La Russie a été lourdement condamnée mardi par la CEDH dans l’affaire Sergueï Magnitski, un juriste mort en prison après avoir dénoncé un scandale de corruption, puis jugé à titre posthume, une affaire qui avait déchaîné une tempête diplomatique entre Moscou et Washington.
Mauvais traitements, absence de soins médicaux adéquats, enquête incomplète sur les circonstances du décès, durée de détention provisoire excessive, condamnation posthume "intrinsèquement inadéquate"... La Cour européenne des droits de l’Homme reproche aux autorités russes de multiples violations des droits fondamentaux dans ce dossier.
Les juges strasbourgeois ont estimé que M. Magnitski a été victime de mauvais traitements quelques heures avant sa mort et que la décision prise en mars 2013 par les autorités russes de classer sans suite l’enquête sur son décès était "superficielle". (...)
En 2008, M. Magnitski a été arrêté après avoir dénoncé une machination financière de 5,4 milliards de roubles (130 millions d’euros) ourdie selon lui par des responsables de la police et du fisc au détriment de l’Etat russe et d’Hermitage Capital.
Décédé en détention provisoire à l’âge de 37 ans, en novembre 2009, il a succombé selon les services pénitentiaires russes à un malaise, mais une enquête du Conseil consultatif pour les droits de l’Homme auprès du Kremlin a conclu en 2011 qu’il avait été victime de coups et privé de soins. Aucune poursuite pénale n’a cependant été engagée à la suite de cette enquête. (...)
La Cour a condamné la Russie à verser 34.000 euros à son épouse et sa mère pour dommage moral, une somme importante au regard de celles habituellement octroyées par cette juridiction. (...)
Alors que les deux femmes accusaient également les autorités russes de détention arbitraire, la CEDH ne les a pas suivies sur ce point mais a condamné la Russie pour un maintien excessif en détention provisoire. (...)
Pour Hugues de Suremain, coordinateur juridique du Réseau européen de contentieux pénitentiaire, une association de défense des droits des détenus, il s’agit d’une "condamnation accablante pour les autorités russes", qui démontre "un climat d’impunité généralisé".
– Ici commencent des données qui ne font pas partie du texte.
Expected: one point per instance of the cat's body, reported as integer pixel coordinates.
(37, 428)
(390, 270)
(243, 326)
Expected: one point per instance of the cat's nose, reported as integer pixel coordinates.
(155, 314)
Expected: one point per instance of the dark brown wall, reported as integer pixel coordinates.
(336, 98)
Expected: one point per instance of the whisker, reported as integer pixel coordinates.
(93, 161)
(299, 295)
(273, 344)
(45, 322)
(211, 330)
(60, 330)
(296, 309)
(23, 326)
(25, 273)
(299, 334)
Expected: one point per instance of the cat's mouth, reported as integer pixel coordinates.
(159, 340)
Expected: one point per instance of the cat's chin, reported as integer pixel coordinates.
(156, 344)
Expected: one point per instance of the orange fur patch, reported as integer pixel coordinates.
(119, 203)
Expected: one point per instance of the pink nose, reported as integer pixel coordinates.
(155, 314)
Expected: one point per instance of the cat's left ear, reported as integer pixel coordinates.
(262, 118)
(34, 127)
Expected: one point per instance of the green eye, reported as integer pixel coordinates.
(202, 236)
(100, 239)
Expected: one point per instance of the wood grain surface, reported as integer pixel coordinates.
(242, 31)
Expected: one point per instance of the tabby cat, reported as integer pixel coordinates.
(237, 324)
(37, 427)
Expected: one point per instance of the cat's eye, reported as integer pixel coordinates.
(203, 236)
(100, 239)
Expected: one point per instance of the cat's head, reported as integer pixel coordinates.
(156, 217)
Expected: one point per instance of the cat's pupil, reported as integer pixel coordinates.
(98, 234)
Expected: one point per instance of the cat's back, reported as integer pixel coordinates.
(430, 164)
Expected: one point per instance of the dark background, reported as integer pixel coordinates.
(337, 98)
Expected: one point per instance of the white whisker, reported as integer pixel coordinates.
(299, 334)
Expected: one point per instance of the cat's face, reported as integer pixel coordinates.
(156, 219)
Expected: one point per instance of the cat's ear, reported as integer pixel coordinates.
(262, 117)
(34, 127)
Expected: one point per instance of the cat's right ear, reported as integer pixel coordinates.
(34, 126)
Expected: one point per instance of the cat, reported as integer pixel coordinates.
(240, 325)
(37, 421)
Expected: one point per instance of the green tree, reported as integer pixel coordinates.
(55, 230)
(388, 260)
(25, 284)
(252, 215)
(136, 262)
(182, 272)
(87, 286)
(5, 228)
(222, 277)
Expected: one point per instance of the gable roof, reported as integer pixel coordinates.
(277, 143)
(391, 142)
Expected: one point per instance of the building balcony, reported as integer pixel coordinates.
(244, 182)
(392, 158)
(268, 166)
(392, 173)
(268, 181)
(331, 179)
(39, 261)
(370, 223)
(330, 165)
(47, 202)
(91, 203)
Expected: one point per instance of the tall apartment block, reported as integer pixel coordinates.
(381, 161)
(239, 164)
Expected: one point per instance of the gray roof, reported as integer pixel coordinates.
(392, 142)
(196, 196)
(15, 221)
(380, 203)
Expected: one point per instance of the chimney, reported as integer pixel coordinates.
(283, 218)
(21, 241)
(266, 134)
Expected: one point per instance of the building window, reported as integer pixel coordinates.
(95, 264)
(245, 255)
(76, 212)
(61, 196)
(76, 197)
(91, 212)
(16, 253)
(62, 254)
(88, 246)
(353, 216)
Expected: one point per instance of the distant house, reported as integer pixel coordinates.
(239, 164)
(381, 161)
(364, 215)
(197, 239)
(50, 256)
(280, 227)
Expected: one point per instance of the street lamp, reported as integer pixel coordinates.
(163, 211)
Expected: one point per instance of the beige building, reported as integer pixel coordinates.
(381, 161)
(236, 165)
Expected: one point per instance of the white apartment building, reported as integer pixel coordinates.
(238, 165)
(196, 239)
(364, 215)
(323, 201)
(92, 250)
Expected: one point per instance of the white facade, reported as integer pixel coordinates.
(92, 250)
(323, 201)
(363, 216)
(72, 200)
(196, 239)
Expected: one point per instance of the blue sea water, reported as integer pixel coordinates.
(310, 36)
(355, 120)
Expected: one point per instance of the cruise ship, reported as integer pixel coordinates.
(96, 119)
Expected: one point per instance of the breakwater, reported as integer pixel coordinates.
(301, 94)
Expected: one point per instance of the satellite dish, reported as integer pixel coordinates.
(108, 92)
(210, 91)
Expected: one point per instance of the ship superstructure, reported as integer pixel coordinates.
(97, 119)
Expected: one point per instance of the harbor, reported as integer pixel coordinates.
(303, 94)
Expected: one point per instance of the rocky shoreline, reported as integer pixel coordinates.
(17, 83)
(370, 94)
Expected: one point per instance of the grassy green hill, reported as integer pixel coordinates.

"Cette affaire montre combien la tentative de réforme qui avait été impulsée à la fin des années 2000 par (Dmitri) Medvedev (alors président de la Russie, NDLR) pour rompre avec l’héritage du goulag a échoué", laissant la place à un "serrage de vis", estime-t-il.
Il souligne que l’arrêt Magnitski vient mettre à nouveau la pression sur les autorités russes au moment où doit se décider le sort d’un mécanisme national de prévention de la torture dans les prisons, mis en place en 2008, puis vidé de sa substance par l’éviction de tous les défenseurs des droits humains qui y participaient. (...)
Membre depuis 1996 du Conseil de l’Europe, la Russie n’a exécuté pleinement que 38 % des arrêts de la CEDH prononcés à son encontre, selon des chiffres communiqués au printemps dernier par un forum d’ONG russe de défense des Droits humains.